Preguntas frecuentes
¿Cuántos muertos dejaron las protestas de 2017 en Venezuela?
Según el Foro Penal Venezolano y la ACNUDH, las protestas dejaron al menos 163 muertos entre abril y julio de 2017. La mayoría eran jóvenes manifestantes. Las causas de muerte incluyeron disparos de armas de fuego, impactos de bombas lacrimógenas y atropellamientos durante las manifestaciones.
¿Qué provocó las manifestaciones de 2017 en Venezuela?
El detonante inmediato fueron las sentencias 155 y 156 del Tribunal Supremo de Justicia, emitidas el 29 de marzo de 2017, que disolvían de facto la Asamblea Nacional opositora. Aunque fueron parcialmente revertidas, la oposición convocó movilizaciones masivas que se mantuvieron durante meses, agravadas por la posterior convocatoria de una Asamblea Constituyente.

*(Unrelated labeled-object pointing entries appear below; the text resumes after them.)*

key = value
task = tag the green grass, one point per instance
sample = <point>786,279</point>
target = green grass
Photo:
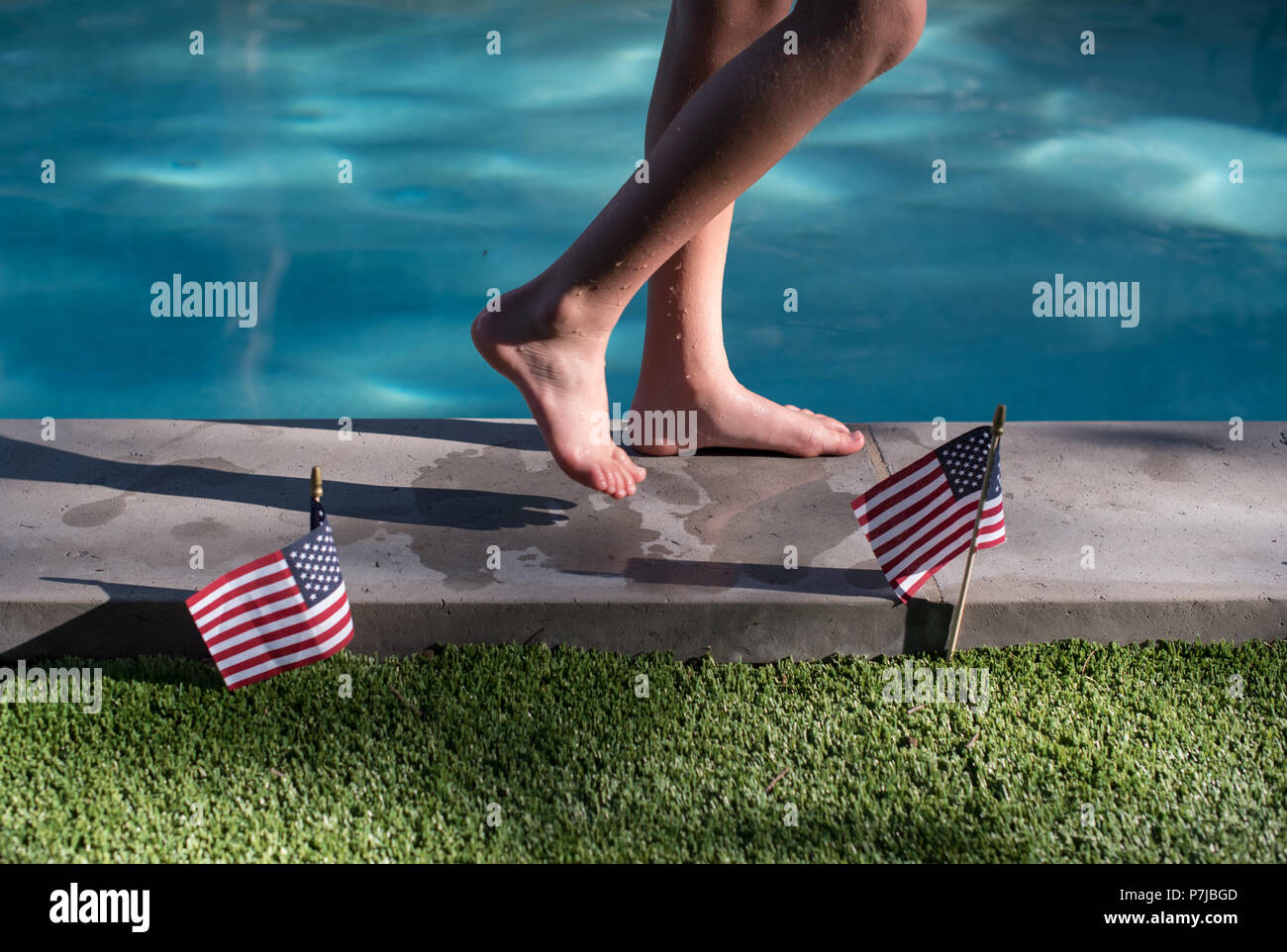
<point>175,768</point>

¿Qué impacto tuvieron las protestas de 2017 en la situación actual de Venezuela?
Las protestas aceleraron el aislamiento internacional de Venezuela, motivaron las primeras sanciones amplias de Estados Unidos y la Unión Europea, y dispararon la emigración masiva. También fracturaron a la oposición y consolidaron el control institucional del gobierno de Nicolás Maduro. La investigación de la CPI sobre posibles crímenes de lesa humanidad tiene su origen parcial en los hechos de 2017.
El siguiente paso
A nueve años de los hechos, las protestas de 2017 en Venezuela permanecen como una herida abierta. Las familias de los fallecidos siguen reclamando justicia. La investigación de la CPI avanza con lentitud. Los responsables de la represión, en su mayoría, continúan en funciones o han sido promovidos. La impunidad, señalada reiteradamente por organizaciones como Provea y otras ONG que monitorean derechos humanos en Venezuela, refuerza un patrón que no se limita a 2017: se repitió en 2019 y en las protestas posteriores a las elecciones de 2024.
La pregunta que queda abierta no es si las protestas de 2017 cambiaron a Venezuela —lo hicieron—, sino si alguna vez habrá rendición de cuentas por lo ocurrido. Para los millones de venezolanos dentro y fuera del país, la respuesta a esa pregunta definirá qué tipo de futuro es posible.
Este artículo tiene carácter informativo y periodístico. Los datos presentados se basan en fuentes públicas verificables.